Et quand il met les bras en croix pendant un meeting, ce n’est pas parce qu’il se prend pour Jésus Christ. Non, c’est tout simplement pour se moquer d’Emmanuel Macron qui, lui, donne parfois l’impression d’avoir entendu des voix. Pourtant, incarner l’homme providentiel, développer un récit personnel autour de sa candidature, qu’on le veuille ou non, c’est aussi ça une élection présidentielle.
Alors que d'habitude Benoît Hamon répugne à jouer le jeu, par petites touches, il commence à céder. Un exemple tout simple: à son siège de campagne avec quelques journalistes vendredi dernier, à peine deux jours avant le meeting de Bercy, le plus important de sa campagne, on lui a demandé s’il comptait en profiter pour mettre en scène des éléments personnels, lui qui a toujours refusé de parler de sa vie privée. Il a botté en touche avec une petite blague. On est reparti sans réponse. Mais dimanche, fin du suspense. Pour la première fois, Gabrielle Guallar, la compagne de Benoît Hamon est venue assister à un de ses meetings. Et histoire de s’assurer qu’on avait tous bien compris qu’elle était là, le réalisateur de Bercy l’a filmée en gros plan pendant le discours. Ce n’est qu’un petit détail, évidemment. Mais le message, c’est que, désormais au nom de l’élection présidentielle, Benoît Hamon accepte de sacrifier un peu de sa vie privée.

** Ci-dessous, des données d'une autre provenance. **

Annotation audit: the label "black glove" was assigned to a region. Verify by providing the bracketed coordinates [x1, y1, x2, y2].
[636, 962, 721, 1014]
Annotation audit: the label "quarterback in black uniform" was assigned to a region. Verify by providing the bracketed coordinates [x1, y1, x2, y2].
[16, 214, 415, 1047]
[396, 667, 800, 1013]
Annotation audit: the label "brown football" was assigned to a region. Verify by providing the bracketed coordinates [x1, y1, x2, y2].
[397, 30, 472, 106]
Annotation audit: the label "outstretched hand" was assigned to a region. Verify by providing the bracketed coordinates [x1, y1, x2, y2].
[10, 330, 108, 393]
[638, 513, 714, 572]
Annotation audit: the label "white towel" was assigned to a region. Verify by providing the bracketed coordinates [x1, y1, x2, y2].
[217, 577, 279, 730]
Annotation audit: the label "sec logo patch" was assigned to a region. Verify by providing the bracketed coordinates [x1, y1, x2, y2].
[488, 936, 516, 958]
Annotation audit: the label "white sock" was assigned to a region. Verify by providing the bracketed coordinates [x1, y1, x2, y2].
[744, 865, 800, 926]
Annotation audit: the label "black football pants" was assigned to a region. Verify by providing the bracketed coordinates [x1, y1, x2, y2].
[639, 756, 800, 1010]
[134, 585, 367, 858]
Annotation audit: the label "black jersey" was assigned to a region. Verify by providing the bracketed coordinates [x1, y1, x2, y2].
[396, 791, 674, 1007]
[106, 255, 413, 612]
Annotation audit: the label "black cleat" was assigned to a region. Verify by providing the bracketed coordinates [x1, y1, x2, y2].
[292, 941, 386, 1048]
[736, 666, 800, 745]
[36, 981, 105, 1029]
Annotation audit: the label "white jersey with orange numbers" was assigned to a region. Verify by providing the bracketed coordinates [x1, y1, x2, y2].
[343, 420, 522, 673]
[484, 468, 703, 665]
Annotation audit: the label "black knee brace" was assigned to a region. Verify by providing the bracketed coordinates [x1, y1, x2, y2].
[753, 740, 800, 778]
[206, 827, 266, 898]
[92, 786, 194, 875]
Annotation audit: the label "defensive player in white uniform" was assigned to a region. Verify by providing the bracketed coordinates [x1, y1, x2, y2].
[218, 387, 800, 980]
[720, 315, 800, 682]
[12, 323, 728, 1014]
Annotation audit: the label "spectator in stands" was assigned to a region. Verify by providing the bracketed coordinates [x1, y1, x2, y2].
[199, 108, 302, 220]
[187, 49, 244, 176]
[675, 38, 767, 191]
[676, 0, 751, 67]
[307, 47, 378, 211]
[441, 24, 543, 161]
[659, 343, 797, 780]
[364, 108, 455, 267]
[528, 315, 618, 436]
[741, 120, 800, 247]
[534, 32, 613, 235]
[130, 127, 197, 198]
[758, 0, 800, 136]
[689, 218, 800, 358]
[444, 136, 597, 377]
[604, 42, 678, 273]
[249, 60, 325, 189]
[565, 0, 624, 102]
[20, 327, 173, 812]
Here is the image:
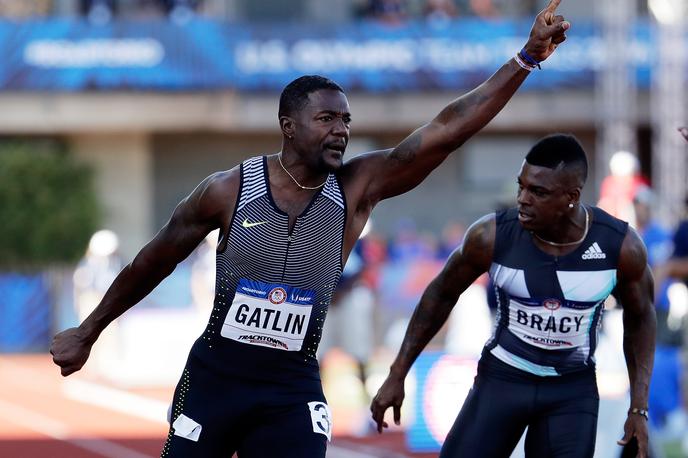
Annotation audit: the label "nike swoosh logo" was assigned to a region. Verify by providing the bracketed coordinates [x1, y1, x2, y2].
[241, 218, 270, 228]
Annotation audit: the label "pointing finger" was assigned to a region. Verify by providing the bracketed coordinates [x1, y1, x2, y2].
[545, 0, 561, 14]
[544, 21, 571, 41]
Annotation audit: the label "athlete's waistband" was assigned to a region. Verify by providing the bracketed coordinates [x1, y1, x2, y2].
[478, 348, 595, 383]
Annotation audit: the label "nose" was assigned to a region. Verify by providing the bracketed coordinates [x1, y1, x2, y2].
[332, 118, 349, 138]
[516, 189, 530, 205]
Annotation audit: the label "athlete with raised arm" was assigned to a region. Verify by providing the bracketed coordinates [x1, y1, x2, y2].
[51, 0, 569, 458]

Autre concession: il a gagné la primaire sur une ligne très à gauche, critique avec le bilan de François Hollande. Et pourtant, désormais, vous noterez que dans chaque discours, il trouve une bonne raison de rendre hommage au président et à ses ministres. Benoît Hamon est bien obligé de donner des gages pour rassembler la famille socialiste. Et donc d’assumer une partie du quinquennat. Concession, également sur le fameux revenu universel : Depuis janvier, le candidat a considérablement édulcoré la mesure pour gagner en crédibilité. A tel point qu’un soutien de Manuel Valls ironise en privé : “Benoît Hamon, il en est à sa vingt-huitème version du revenu universel !”
Alors, les vallsistes se moquent, mais au moins, avec toutes concessions accordées par Benoît Hamon, il ne pourront plus le suspecter de préparer un futur congrès du PS plutôt que l’élection présidentielle.